The 49-year-old was convicted and handed a $1000 fine over the October 24 incident, but has lodged a severity appeal, which is due to be heard in Dubbo District Court on February 16.
For the little boy’s mother, the move is “a slap in the face”, as she claims her son has been left traumatised by the incident.
“He started kindergarten on Thursday and leading up to this week the nightmares are getting worse,” the unnamed woman told Eryk Bagshaw of Fairfax Media. “It’s just horrific.”
According to the outlet, Tuck-Lee was not seeking to avoid the fine, but to have his conviction downgraded in order to protect his other job as a contract mechanic.
Fairfax reports that Tuck-Lee – who is no longer working with claims he failed to see the two children that morning because they were hidden at the rear of the vehicle rather than seated in the designated preschool section at the front.

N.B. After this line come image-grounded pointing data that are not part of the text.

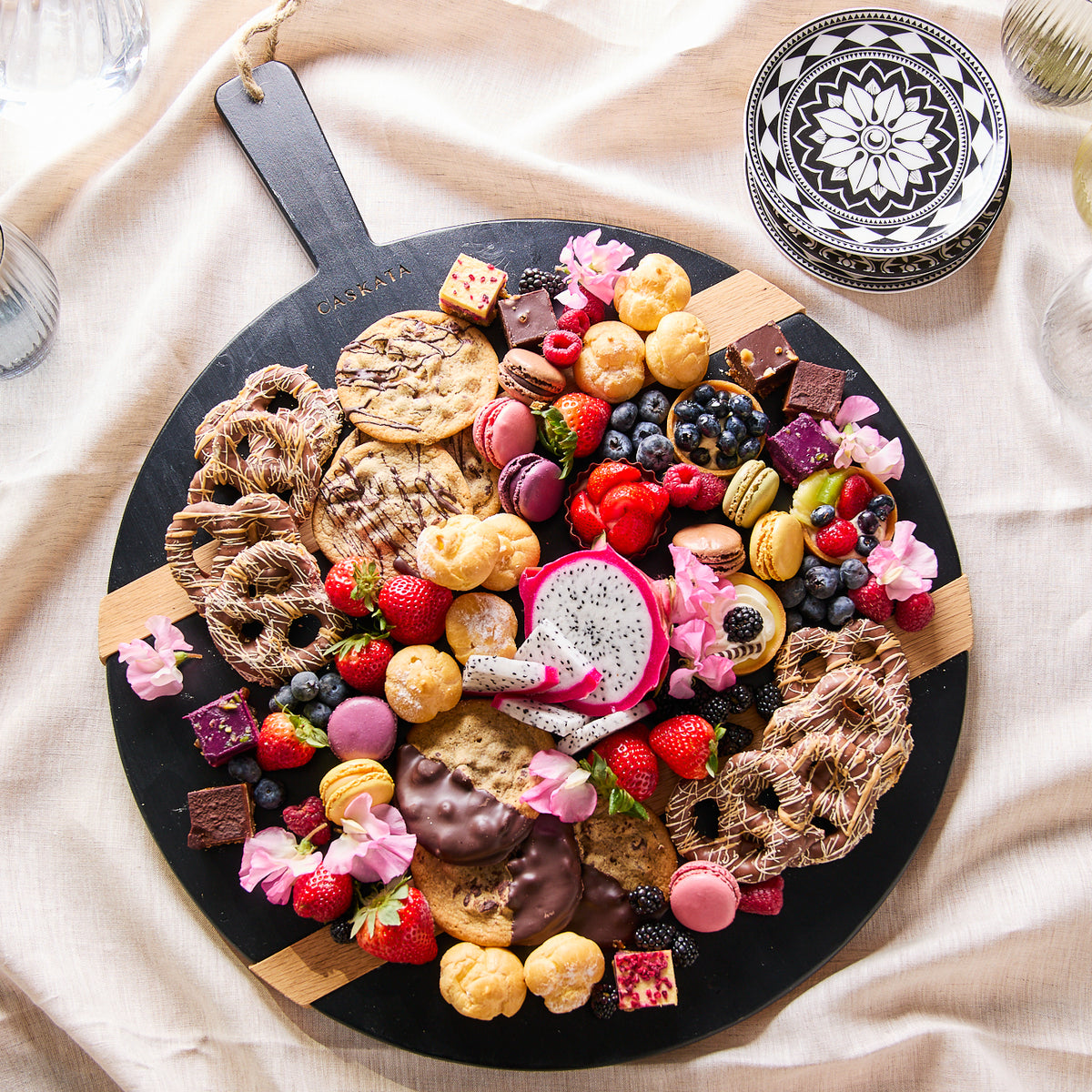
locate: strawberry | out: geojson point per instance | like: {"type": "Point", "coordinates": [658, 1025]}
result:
{"type": "Point", "coordinates": [765, 896]}
{"type": "Point", "coordinates": [632, 532]}
{"type": "Point", "coordinates": [322, 895]}
{"type": "Point", "coordinates": [415, 609]}
{"type": "Point", "coordinates": [872, 601]}
{"type": "Point", "coordinates": [361, 661]}
{"type": "Point", "coordinates": [585, 520]}
{"type": "Point", "coordinates": [838, 539]}
{"type": "Point", "coordinates": [606, 475]}
{"type": "Point", "coordinates": [915, 612]}
{"type": "Point", "coordinates": [397, 925]}
{"type": "Point", "coordinates": [308, 820]}
{"type": "Point", "coordinates": [588, 416]}
{"type": "Point", "coordinates": [854, 497]}
{"type": "Point", "coordinates": [352, 585]}
{"type": "Point", "coordinates": [632, 760]}
{"type": "Point", "coordinates": [288, 741]}
{"type": "Point", "coordinates": [687, 743]}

Having dropped the rest of his passengers at their respective schools, he returned the bus to the depot and parked, leaving the little ones inside.
“My mistake was not checking the bus when I parked,” he told Fairfax. “The doors were not locked, all they had to do was press a button.”
The children were reportedly then discovered by another driver at 2:30 that afternoon.
“I had to throw his clothes out, and to have multiple showers to get the scent of urine off of him,” the 4-year-old’s mother said. “He’s just terrorised from it.”
The incident follows a similar case Melbourne in which a child with special needs was left forgotten inside a school bus in 30-degree heat last November.